Question The convergence rate for the Secant method is the golden ratio (approximately 1.618034), meaning that at each iterate the number of correct digits is multiplied by 1.618 approximately. Is there support for that in the output? Is it evident that the secant method tends to converge more slowly than Newton's method?

Interesting Pictures

Newton's method is a local method -- convergence to a specific root is guaranteed only if the starting point is sufficiently close to the root. However, observing the global behavior of the method can result in some interesting pictures. The programs StartPt1.java and StartPt2.java draw pictures to illustrate what Newton's method does for different starting points for the functions in Newton1.java and Newton2.java, respectively. For each starting point in some range (an initial value for the range and an increment determine the starting points used), Newton's method is applied. A vertical line is then drawn on the graphics image to depict what happened to the iterates -- if they don't converge in the given number of iterates a black line is drawn, if they do, then the color of the line drawn indicates which root the iterates converged to (see the documentation to see which color corresponds to which root). The programs let you put in new starting points and increments. To compile and run the programs you need to use the following commands:

        javac StartPts1.java
        appletviewer start1.html

Put different starting points and increments in the textboxes to see convergence behavior in different regions (sorry about the way the numbers are sometimes displayed -- no time to make it pretty!).

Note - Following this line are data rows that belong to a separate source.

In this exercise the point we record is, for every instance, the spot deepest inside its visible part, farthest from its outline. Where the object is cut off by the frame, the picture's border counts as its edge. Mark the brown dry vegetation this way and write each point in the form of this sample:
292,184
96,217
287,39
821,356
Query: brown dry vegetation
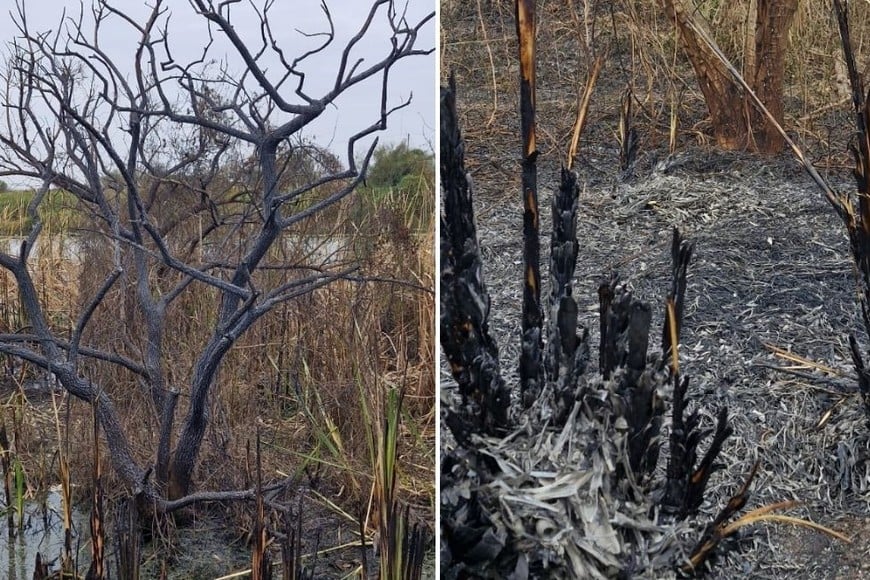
752,218
479,47
304,377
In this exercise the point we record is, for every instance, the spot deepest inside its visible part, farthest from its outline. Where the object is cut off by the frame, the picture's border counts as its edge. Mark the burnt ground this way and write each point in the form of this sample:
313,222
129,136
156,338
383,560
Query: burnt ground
771,268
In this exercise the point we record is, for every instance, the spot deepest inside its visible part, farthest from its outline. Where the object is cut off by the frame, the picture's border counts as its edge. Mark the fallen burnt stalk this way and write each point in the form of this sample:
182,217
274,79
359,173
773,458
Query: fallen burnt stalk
571,491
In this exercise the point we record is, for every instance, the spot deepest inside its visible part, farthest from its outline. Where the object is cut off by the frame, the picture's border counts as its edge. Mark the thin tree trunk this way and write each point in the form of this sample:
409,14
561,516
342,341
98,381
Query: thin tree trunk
723,98
772,22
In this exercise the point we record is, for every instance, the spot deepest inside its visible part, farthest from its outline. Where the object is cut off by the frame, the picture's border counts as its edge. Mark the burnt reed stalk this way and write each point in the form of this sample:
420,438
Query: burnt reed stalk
531,369
858,226
627,390
465,339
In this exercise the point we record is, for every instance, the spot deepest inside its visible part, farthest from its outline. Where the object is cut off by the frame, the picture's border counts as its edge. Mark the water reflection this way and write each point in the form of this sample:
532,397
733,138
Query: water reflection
42,532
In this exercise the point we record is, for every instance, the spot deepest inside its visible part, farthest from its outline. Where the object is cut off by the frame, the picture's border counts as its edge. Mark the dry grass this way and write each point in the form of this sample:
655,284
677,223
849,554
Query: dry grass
639,43
303,373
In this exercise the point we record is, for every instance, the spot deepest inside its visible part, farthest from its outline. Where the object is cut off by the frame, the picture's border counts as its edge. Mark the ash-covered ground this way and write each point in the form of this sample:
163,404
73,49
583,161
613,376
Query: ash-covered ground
771,270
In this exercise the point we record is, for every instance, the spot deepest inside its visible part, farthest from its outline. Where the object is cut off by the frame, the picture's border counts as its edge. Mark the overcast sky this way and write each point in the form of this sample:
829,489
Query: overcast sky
293,22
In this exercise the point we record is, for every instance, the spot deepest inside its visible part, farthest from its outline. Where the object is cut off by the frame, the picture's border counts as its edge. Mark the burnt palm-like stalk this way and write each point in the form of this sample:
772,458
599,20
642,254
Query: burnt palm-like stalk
531,369
858,225
465,339
567,350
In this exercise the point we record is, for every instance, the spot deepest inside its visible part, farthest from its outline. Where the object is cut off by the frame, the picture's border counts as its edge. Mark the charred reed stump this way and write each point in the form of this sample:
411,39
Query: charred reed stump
858,224
567,349
531,369
128,538
465,339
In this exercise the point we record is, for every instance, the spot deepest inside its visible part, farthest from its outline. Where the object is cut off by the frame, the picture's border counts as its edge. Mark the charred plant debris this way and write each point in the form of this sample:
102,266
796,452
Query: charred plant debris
569,485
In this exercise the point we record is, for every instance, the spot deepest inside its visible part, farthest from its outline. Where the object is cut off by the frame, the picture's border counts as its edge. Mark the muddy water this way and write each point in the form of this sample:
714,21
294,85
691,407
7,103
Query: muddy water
42,532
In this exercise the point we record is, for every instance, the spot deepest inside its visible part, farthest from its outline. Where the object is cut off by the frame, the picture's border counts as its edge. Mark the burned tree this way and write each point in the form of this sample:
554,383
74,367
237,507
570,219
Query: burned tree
127,139
571,489
736,123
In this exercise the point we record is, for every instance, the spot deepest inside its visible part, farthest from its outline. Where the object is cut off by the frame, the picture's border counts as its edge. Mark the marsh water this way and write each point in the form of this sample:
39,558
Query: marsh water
41,531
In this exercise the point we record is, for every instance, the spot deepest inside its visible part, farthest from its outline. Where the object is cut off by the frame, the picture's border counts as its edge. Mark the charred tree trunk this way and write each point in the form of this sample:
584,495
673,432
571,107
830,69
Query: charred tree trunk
858,224
773,20
723,97
736,123
531,369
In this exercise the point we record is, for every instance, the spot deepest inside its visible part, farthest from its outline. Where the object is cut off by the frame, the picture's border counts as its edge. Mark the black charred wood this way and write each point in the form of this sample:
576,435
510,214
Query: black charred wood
685,484
625,341
564,343
531,355
465,339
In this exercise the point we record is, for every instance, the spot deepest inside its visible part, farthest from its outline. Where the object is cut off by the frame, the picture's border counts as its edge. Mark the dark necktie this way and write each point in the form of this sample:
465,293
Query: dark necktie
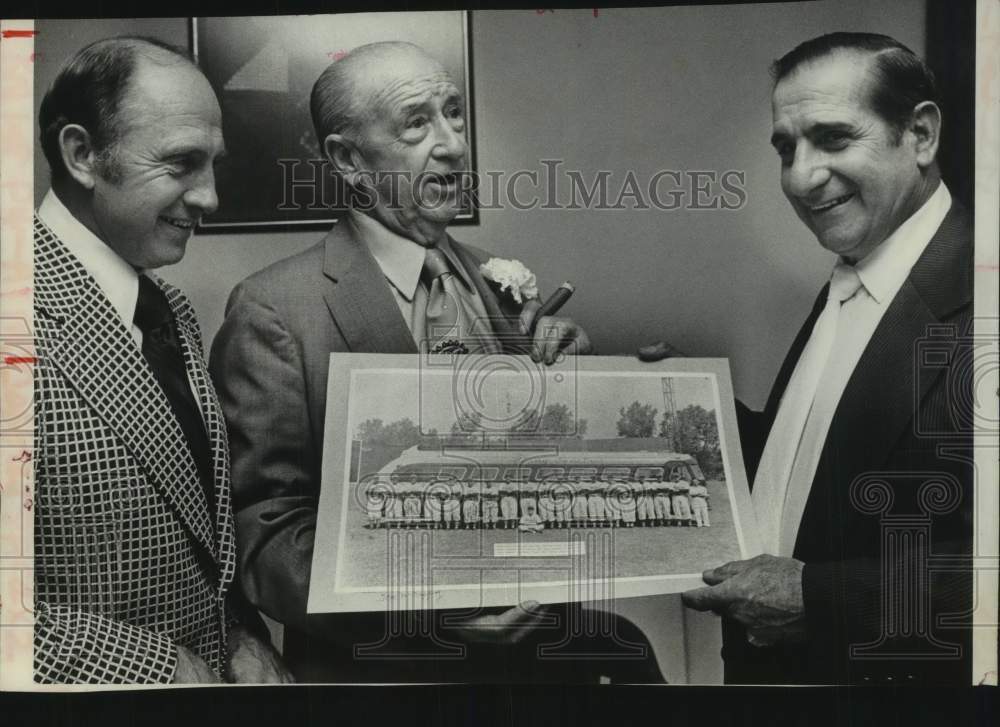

The most interesting pictures occur when complex functions are used. The program CubeRoots.java performs Newton's method on the complex function z³ - 1 and paints a picture showing the results. The roots are called the cube roots of unity -- one is at (1,0), another at (cos(2Pi/3), sin(2Pi/3)) and the third at (cos(4Pi/3), sin(4Pi/3)) -- that is they are spaced equally around the unit circle. Again black represents lack of convergence, while the other 3 colors indicate which of the 3 roots Newton's method converges to if started at the given point.

Compile and run the program (use the cube.html file). It graphs the rectangular region from (-3,-3) to (3,3).
Edit the program to narrow the region -- change the starting value of x and y to -0.5 and the increment to 0.002. Re-compile and run the program.